Afghan Civilian Deaths Climb to Highest Level in Decade, UN Says

(Bloomberg) -- Afghanistan civilian casualties rose 5 percent in 2018 to the highest level in a decade, reflecting an increase of suicide attacks by Taliban and Islamic State militants, according to a United Nations report on the conflict that has dragged on for 18 years.

The report showed 3,804 deaths and 7,189 injured, with 63 percent of the casualties blamed on anti-government groups, 14 percent attributed to Afghan forces and 6 percent to foreign forces, the UN Assistance Mission of Afghanistan said in a report Sunday in Kabul, the capital.

The report “is deeply disturbing and wholly unacceptable,” Tadamichi Yamamoto, the UN’s special representative for Afghanistan, said in a statement. “More than 32,000 civilians killed and around 60,000 injured in a decade.
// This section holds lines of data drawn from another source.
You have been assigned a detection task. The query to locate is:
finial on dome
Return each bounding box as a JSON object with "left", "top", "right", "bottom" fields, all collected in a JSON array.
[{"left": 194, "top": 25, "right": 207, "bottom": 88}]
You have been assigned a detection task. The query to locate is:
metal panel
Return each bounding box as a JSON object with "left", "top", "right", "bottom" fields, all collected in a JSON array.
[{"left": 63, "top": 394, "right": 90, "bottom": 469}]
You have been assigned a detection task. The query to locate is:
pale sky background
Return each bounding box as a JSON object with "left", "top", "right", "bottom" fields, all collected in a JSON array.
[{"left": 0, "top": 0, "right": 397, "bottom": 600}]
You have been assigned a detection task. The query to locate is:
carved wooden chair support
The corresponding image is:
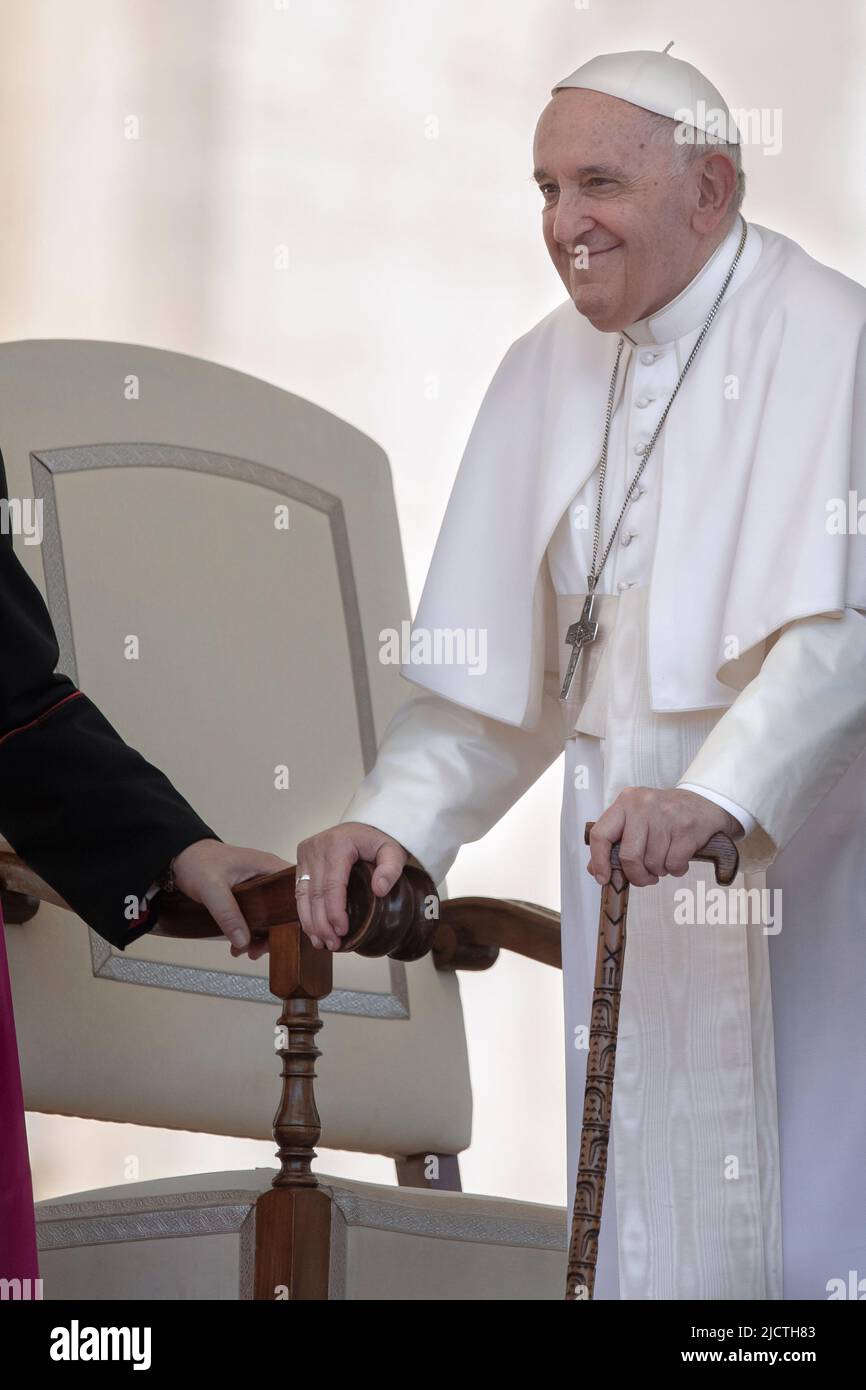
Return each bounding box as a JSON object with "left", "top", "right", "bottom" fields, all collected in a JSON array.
[{"left": 0, "top": 851, "right": 562, "bottom": 1301}]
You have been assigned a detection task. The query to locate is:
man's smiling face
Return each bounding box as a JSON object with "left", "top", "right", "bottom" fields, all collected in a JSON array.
[{"left": 532, "top": 88, "right": 706, "bottom": 332}]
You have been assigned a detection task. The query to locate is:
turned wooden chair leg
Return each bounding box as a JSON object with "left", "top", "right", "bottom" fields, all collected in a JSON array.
[{"left": 253, "top": 922, "right": 334, "bottom": 1301}]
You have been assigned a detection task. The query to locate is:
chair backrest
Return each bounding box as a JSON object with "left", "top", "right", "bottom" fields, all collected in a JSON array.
[{"left": 0, "top": 341, "right": 471, "bottom": 1155}]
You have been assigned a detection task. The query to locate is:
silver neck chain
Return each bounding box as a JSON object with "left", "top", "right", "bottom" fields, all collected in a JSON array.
[{"left": 587, "top": 217, "right": 749, "bottom": 594}]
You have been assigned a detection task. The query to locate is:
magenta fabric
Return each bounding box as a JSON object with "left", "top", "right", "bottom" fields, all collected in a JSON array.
[{"left": 0, "top": 910, "right": 39, "bottom": 1279}]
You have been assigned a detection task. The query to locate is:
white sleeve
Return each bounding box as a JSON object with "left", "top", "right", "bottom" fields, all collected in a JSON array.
[
  {"left": 339, "top": 671, "right": 563, "bottom": 884},
  {"left": 680, "top": 609, "right": 866, "bottom": 869},
  {"left": 677, "top": 783, "right": 755, "bottom": 835}
]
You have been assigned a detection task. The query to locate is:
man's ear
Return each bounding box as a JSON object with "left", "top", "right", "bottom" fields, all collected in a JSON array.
[{"left": 692, "top": 150, "right": 737, "bottom": 235}]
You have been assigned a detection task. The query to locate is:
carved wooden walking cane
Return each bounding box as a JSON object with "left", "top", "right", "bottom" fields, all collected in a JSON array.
[{"left": 566, "top": 820, "right": 740, "bottom": 1301}]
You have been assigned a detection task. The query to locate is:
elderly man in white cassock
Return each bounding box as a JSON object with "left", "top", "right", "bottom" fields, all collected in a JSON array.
[{"left": 297, "top": 53, "right": 866, "bottom": 1300}]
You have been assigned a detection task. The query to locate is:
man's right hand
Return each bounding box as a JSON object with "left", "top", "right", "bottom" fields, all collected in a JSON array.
[{"left": 295, "top": 820, "right": 409, "bottom": 951}]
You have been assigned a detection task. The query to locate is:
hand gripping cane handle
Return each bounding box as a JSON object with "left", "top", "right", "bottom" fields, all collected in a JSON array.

It is time to put an end to this human misery and tragedy.”

The main causes of the casualties were a jump in suicide attacks by the two insurgent groups and the increasing aerial and search operations by Afghan forces.

The release of the report comes as the U.S. pushes to end the conflict by negotiating with the Taliban, which control or contest half of the country. The two sides are expected to resume peace talks Monday in Doha, where the group has a political office. The U.S. held four rounds of talks since last year and reached an agreement in principle that includes the withdrawal of U.S. and NATO troops from the country and a ceasefire.